I like to visit the Mequon/Thiensville website and read Warren Stumpe's blog from time to time. He has a good deal and variety of life's experience under his belt and it makes for thought provoking opinions. I suggest you check him out too.
His most recent blog is an observation that the more removed the representative is from the constituents, the more freely the representative spends the tax dollars. Washington DC is a long way from Wisconsin. Our representatives generally are pretty steady people, partisanship aside. So it makes sense that the goofy ones are furthest from Washington. Harry Reid is from Nevada and Nancy Pelosi is from San Fransisco. President Obama is from Hawaii. Hmm.
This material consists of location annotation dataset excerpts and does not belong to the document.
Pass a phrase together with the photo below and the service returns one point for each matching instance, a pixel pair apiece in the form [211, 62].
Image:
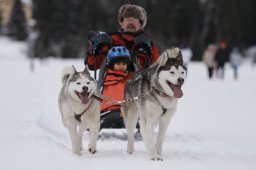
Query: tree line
[63, 25]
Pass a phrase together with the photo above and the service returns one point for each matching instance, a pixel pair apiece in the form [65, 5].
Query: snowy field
[214, 127]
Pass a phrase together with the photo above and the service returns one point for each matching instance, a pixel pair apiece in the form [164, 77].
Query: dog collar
[160, 93]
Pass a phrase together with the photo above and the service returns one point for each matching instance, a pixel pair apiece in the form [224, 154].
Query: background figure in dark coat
[221, 57]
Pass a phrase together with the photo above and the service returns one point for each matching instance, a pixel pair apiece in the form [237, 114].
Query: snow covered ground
[214, 126]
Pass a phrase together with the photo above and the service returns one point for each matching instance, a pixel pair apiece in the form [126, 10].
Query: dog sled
[111, 117]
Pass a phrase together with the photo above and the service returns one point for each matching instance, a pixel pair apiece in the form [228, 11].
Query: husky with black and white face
[156, 90]
[78, 109]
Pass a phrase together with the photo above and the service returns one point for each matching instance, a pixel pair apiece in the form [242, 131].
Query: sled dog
[78, 109]
[155, 92]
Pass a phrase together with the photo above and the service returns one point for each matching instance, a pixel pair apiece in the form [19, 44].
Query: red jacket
[113, 88]
[127, 40]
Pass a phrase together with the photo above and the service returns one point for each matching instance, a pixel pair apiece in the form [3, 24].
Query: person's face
[120, 66]
[131, 24]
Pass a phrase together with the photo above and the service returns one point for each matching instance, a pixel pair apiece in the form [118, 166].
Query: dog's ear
[169, 53]
[75, 71]
[67, 72]
[179, 57]
[162, 59]
[86, 69]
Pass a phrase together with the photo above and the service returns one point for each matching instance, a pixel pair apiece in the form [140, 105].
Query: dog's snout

Yeah, I know Alaska is really far away but Sarah isn't in a Federal office, yet.
The point of Warren's blog was that Alderman, being just a few blocks away from their constituents, are usually pretty Scotch with the peoples money. County representatives, a little looser. State reps and senators now jump in a car and drive some distance from their people and the Governor, unlike the Mayor, lives in an unapproachable mansion.
Alderman, when they meet on Tuesday nights, often have several neighbors sitting behind them. That's good, it helps keep them focused and honest. Senators and Congressmen might as well be meeting on the moon. Few constituents can mess up the day and phone calls, emails and letters are filtered by aids. This helps to keep things on the personal agenda until election time. Provided enough pork or earmarks are sending stuff home, they are generally safe for reelection. If not, they will get dumped sooner or later like the good people of South Dakota did to Tom Daschel and his 1971 Pontiac.
In Abe Lincoln's time, there was no choice but for a congressman or senator to pack up several suitcases and settle down in the Columbia area for the next four or six years. But is that necessary today? I will be flying across the country for business meetings shortly. I do that every year. However, the length of them and the frequency of them have been greatly reduced by use of the Internet. When I attend a conference, mostly I watch a bunch of PowerPoints and listen to speeches and discussions. This is greatly suited for the various "WebEx" Internet meetings.
I can't help but wonder if this mess of a stimulus bill would have been better thought out had each senator and congressman been sitting on an auditorium stage with the meetings being projected via a WebEx, while hundreds of constituents sat in the audience?